The UK joined the European Economic Community (EEC) in 1973. A couple of years later they thought, “errr”, and held a referendum on 5 June 1975 to decide whether to stay in. The electorate voted Yes by 67% to 33% to stay in the EEC. [Further information about the 1975 referendum can be found at Wikipedia.]
What impact did this referendum in 1975 have on shares?
The following chart shows the FTSE All-Share Index for the year 1975. The referendum was in June and is marked on the chart.
Quite clearly, the market was strong in the lead up to the referendum; part of this strength was as a result of the market bouncing off the multi-year low set in January 1975. The market peaked the day after the referendum, and then fell away afterwards.
This pattern of behaviour is similar to that seen for General Elections – equities are often strong in the months leading up to an election and then weak immediately afterwards. [More info on the stock market around UK General Elections.]
Let’s now zoom in and see what happened in the days around the vote.
The following chart shows the daily returns of the FTSE All-Share Index in the five days before and five days following the referendum.
So, some strength before, and then falling away quickly afterwards.
This pattern of behaviour is not what one might expect. Generally investors dislike uncertainty and so one might have expected to see weakness before the referendum and then a relief rally afterwards as the uncertainty is removed (regardless of the result). But that’s not what happened.
To get some idea of the state of the market and economy prevailing at the time of the referendum in 1975 the following extract comes from George G. Blakey’s superb A History of the London Stock Market 1945-2009.
Companies were not slow to take advantage of this new-found enthusiasm for equities to try to rebuild their balance sheets and in the three weeks to mid-March there were calls for £180 million in rights issues. They were relatively easily absorbed but kept the index below 300 until the budget in mid-April when expectations of action by the Chancellor on wages and public expenditure prompted a renewed advance. In the event a £1.25 billion increase in taxes through 2p on the standard rate and surcharges on drink and tobacco with VAT up from 8% to 25% on luxury items, was taken as evidence that Mr Healey meant what he had said about raising taxes unless the social contract was more strictly observed There was also a promise of a £1 billion reduction in public expenditure — but given that the PSBR for 1975 had more than tripled to £9 billion since he had become Chancellor, and looked like heading for £12 billion in the current year, this carried little weight. Equities received a further boost in early June from the Referendum resulting in a 2-to-1 vote in favour of the UK staying in the EEC and from further gains in the US taking the the Dow well above 800, but after peaking at 365.3, the index began to slip as investors turned their attention to what sterling was saying about the economic situation.

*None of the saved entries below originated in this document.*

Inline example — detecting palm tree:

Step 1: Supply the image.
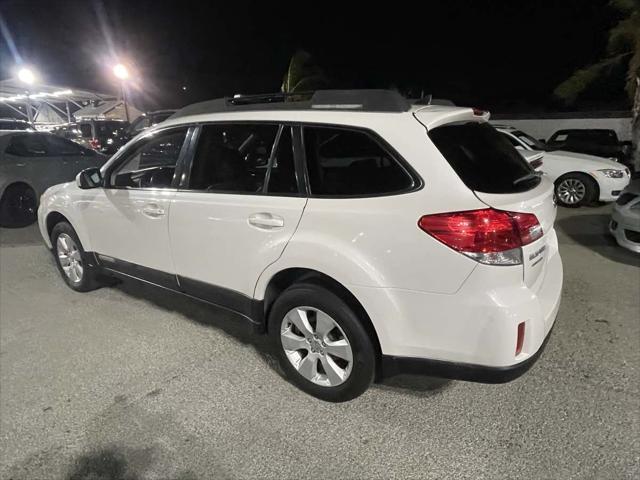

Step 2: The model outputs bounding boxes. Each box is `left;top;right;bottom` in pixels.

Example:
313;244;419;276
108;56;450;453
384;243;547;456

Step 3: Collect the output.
554;0;639;167
281;50;329;95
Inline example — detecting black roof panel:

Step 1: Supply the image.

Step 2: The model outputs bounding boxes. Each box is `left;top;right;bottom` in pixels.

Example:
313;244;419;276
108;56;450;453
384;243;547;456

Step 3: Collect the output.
170;89;411;119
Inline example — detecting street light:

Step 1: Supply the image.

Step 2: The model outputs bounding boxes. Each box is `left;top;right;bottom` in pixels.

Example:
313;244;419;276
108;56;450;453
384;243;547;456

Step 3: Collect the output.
113;63;129;80
17;67;36;85
17;67;37;124
112;63;130;121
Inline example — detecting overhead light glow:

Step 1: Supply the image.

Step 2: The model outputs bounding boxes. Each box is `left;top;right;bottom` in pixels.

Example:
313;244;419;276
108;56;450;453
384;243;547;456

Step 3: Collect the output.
113;63;129;80
17;67;36;85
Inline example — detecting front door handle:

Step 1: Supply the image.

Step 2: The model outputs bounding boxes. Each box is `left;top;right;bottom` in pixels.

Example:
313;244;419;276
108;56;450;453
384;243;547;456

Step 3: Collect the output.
248;212;284;229
142;204;166;218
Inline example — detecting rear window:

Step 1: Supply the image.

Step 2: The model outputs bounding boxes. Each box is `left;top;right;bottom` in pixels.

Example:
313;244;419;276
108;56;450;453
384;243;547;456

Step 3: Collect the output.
429;122;540;193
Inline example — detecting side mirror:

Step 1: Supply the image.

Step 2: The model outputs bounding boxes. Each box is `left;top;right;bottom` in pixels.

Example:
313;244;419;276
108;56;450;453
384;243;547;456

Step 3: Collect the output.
76;167;103;189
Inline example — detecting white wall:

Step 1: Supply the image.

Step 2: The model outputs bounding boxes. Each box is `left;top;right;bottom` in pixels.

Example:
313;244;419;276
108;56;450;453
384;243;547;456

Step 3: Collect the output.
490;115;633;142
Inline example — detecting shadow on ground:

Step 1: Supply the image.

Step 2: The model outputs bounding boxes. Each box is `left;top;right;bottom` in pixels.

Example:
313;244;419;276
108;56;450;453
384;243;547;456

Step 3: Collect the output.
66;446;196;480
556;213;640;267
113;278;451;398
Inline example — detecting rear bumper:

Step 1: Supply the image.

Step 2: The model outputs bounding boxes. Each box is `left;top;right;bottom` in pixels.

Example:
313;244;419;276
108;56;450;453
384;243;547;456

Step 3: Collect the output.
381;321;555;382
351;230;563;371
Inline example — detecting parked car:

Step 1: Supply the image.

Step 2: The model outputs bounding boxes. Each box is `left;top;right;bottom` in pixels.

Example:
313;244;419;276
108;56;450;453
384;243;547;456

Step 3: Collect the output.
121;110;176;142
38;90;562;401
56;119;129;155
0;118;35;131
610;179;640;253
546;128;633;170
0;131;107;227
496;125;630;207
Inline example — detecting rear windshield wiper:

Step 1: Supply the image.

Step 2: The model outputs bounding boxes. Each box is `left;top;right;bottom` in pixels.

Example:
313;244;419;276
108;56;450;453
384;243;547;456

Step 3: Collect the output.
513;171;543;186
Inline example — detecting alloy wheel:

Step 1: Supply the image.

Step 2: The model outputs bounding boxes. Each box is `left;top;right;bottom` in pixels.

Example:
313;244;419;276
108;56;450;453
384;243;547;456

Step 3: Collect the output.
557;178;586;205
56;233;83;284
280;306;353;387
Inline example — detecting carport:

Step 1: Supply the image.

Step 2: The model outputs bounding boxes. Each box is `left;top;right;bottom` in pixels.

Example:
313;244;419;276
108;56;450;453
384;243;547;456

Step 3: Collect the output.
0;78;117;127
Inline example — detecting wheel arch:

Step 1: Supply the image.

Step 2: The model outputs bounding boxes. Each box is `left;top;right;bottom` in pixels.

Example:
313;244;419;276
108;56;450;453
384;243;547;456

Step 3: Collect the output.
45;211;72;239
261;267;383;375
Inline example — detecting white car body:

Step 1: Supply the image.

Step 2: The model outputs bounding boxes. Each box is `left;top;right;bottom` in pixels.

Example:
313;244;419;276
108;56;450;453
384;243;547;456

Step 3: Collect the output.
38;93;563;386
497;125;630;202
610;179;640;253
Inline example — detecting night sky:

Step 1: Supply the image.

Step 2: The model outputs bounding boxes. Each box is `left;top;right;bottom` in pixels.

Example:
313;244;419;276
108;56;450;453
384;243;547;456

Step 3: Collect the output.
0;0;628;112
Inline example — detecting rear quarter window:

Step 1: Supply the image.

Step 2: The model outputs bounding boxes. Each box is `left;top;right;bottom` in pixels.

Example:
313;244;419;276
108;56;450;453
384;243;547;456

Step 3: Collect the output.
429;122;539;194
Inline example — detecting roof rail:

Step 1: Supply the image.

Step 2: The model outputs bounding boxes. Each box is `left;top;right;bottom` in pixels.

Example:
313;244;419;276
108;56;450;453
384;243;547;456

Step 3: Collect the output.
170;89;411;119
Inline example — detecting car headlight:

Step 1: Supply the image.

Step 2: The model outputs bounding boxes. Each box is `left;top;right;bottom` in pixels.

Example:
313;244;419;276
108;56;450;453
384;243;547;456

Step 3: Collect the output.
597;169;624;178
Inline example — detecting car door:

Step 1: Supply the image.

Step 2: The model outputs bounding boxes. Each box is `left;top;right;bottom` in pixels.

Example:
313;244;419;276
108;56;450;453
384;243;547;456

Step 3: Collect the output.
80;126;191;284
2;133;76;193
168;123;307;313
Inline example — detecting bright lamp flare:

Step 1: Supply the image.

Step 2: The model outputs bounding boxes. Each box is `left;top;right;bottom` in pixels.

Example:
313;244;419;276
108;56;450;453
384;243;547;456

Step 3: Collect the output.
113;63;129;80
17;67;35;85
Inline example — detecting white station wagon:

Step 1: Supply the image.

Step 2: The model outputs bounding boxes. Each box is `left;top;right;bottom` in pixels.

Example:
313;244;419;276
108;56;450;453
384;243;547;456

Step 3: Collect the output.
38;90;563;401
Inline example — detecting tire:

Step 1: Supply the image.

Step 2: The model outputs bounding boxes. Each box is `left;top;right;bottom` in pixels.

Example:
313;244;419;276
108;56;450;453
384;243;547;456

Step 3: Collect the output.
50;221;102;292
554;173;597;207
268;283;375;402
0;183;37;227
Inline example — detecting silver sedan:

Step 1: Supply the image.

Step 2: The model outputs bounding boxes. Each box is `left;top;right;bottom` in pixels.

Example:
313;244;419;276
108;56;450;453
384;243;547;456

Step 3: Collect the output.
0;131;107;227
610;178;640;253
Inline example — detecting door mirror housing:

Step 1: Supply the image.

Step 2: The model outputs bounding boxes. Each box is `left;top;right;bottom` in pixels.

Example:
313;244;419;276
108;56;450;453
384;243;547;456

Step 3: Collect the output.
76;167;103;189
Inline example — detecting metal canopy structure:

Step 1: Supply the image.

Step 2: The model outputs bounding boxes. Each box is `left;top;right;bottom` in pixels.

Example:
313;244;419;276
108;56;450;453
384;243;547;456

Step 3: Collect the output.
0;77;118;126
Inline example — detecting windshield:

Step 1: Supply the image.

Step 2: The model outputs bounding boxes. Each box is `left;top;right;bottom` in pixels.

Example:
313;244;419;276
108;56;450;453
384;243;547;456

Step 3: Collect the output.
512;130;551;151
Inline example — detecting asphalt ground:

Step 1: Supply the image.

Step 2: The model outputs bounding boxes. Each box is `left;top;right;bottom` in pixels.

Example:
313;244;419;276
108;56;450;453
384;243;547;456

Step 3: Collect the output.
0;204;639;479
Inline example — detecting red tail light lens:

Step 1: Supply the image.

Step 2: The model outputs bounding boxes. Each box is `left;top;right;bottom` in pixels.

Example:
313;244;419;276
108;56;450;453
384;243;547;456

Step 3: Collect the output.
89;138;101;150
418;208;542;265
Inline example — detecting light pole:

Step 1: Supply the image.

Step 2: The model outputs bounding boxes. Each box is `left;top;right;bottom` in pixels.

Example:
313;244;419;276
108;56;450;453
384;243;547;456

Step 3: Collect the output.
17;67;36;124
113;63;130;122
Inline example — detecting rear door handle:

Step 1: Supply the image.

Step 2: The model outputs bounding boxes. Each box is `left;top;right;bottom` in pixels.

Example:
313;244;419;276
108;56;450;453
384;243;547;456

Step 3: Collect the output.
142;204;166;218
248;212;284;229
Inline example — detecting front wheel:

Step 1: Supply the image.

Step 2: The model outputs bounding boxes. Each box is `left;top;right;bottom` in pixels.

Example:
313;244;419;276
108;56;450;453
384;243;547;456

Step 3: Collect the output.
0;183;37;227
51;221;102;292
269;283;375;402
555;173;597;207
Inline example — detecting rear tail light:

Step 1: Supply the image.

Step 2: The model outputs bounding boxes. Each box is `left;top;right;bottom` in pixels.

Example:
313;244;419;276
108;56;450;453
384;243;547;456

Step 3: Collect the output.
530;158;543;170
418;208;543;265
516;322;525;355
89;138;101;150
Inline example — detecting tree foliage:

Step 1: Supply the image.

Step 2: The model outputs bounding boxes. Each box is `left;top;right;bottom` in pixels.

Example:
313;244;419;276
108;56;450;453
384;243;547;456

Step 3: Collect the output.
281;50;329;94
554;0;639;105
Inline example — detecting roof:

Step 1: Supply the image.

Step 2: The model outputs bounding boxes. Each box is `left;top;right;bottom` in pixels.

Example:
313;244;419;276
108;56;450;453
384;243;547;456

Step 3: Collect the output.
72;100;142;121
0;78;116;104
170;90;412;119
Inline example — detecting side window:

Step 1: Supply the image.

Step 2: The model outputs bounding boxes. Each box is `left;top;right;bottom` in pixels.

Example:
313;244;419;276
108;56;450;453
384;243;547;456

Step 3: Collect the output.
45;135;86;156
5;134;48;156
266;127;298;194
303;127;414;196
110;128;188;189
189;124;278;193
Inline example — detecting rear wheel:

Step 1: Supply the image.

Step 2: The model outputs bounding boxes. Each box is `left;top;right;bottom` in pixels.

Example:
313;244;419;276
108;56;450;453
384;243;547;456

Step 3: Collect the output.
0;183;37;227
555;173;597;207
51;222;102;292
269;283;375;402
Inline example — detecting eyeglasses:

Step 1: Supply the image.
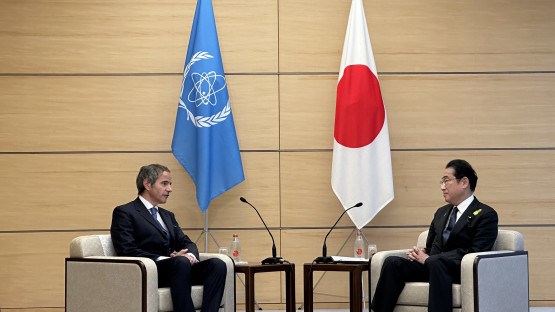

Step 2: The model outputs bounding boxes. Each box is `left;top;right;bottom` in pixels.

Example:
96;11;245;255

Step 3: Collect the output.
439;178;458;186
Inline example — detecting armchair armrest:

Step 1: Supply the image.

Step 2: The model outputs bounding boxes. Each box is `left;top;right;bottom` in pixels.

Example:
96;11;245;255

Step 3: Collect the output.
66;256;158;312
460;250;529;312
199;253;235;312
370;249;410;299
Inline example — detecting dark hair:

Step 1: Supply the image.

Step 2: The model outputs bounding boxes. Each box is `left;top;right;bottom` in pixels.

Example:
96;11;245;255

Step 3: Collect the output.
446;159;478;191
136;164;170;195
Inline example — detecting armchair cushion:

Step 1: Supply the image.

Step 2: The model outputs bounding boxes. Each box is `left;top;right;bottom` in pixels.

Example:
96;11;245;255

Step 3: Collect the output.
397;282;462;307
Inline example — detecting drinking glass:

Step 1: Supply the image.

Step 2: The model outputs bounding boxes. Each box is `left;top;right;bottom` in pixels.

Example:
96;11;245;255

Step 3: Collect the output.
368;244;377;258
219;247;228;256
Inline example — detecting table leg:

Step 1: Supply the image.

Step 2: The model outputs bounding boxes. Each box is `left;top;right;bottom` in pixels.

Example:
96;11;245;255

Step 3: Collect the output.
350;270;363;312
286;266;296;312
368;267;372;307
303;266;314;312
245;270;255;312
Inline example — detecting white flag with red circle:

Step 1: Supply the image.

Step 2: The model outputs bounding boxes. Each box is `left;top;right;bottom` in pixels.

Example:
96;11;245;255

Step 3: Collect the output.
331;0;394;229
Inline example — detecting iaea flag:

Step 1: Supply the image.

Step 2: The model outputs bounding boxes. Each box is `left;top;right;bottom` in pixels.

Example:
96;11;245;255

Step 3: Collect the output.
331;0;394;229
172;0;244;212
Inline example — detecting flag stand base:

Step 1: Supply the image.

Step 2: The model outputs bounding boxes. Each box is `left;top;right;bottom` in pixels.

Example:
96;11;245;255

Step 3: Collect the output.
194;211;218;253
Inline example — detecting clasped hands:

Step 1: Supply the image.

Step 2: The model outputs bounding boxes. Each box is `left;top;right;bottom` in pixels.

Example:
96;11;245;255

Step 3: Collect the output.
407;246;429;264
170;248;196;264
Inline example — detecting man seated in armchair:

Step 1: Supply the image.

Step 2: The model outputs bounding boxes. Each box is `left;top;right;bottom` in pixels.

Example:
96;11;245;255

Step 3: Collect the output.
110;164;226;312
371;159;498;312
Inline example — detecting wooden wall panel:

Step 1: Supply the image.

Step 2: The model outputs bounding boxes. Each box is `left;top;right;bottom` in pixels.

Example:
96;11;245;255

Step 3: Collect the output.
0;76;178;152
0;231;108;308
512;227;555;300
279;0;555;72
230;75;279;151
0;152;279;231
280;74;555;150
0;0;278;74
280;152;343;227
0;75;278;152
384;74;555;149
280;75;337;149
281;150;555;228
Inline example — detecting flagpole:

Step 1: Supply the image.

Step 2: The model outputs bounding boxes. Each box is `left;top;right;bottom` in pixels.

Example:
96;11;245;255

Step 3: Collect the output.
204;211;209;252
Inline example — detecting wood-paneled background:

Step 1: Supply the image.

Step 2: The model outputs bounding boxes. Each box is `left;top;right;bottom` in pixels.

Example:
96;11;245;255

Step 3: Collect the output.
1;0;554;310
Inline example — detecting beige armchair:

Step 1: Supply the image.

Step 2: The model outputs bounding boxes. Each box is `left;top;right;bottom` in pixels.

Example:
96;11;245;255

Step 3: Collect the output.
65;234;235;312
370;230;528;312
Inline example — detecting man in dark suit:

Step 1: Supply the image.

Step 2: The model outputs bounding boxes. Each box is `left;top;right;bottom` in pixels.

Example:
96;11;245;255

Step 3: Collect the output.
111;164;226;312
371;159;498;312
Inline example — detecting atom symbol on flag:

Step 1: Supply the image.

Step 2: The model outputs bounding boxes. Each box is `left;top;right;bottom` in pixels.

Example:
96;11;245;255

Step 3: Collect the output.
187;71;227;107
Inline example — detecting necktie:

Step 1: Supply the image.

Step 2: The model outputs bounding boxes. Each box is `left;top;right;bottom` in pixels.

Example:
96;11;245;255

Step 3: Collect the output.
150;207;171;252
442;206;458;243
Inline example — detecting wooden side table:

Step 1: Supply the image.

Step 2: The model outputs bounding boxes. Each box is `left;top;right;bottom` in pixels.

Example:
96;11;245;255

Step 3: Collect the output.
303;262;369;312
234;263;296;312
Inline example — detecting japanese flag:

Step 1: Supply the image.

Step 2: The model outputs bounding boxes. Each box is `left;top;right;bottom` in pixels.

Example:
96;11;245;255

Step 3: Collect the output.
331;0;394;229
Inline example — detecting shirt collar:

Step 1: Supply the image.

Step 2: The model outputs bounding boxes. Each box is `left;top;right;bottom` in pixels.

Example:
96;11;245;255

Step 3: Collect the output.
456;194;474;215
138;195;155;210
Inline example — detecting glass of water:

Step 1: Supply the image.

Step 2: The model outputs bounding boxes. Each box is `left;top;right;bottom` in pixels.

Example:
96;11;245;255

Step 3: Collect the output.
219;246;228;256
368;244;377;258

The momentum of the recovery in equities and gilts to a large extent had masked the deterioration in sterling, where the weighted depreciation had increased from 21.7% in early January to 28.9% by the end of June. But if the domestic market had been impressed for a time by Chancellor Healey’s “tough” budget, clearly the international community had not. Thanks to the plight of sterling, the message had got through at last to the domestic market, Mr Healey and the TUC included. To cure inﬂation by demand reduction alone would cause such severe unemployment that there was seen to be no alternative but to introduce a workable incomes policy combined with a reduction in public expenditure to put government ﬁnancing back on a sound footing and to leave room for resources to be diverted for the improvement of the trade balance and for productive investment. The demotion of Mr Benn from his post as Minister for Industry to the Department of Energy was another step designed to rebuild business conﬁdence.
It is interesting to note that the estimable George Blakey devotes just half a sentence to the 1975 referendum.
And a few other things that happened in 1975 (again the source is A History of the London Stock Market 1945-2009)-
- In January the FT30 was yielding 13.4% and selling on a PE of 3.8 (And, yes, this was the bottom of the market.)
- Burmah Oil called for government assistance to help service its huge US loans.
- Maurice and Charles Saatchi entered the public arena with a reverse takeover of quoted advertising agency, Compton Partners, with the new holding company called Saatchi & Saatchi Compton.
- In October Jim Slater announced his retirement from Slater Walker and City life. While this signalled the end of an era, on the other side of the pond 1975 saw Hanson make its major move into the US.
- Chancellor Healey introduced a 10% pay increase limit in an attempt to reduce inflation from 24% to 10%.
- In early November, Chancellor Healey made formal application to the IMF for a $2 billion loan; an IMF team later flew into London to “look at the books”.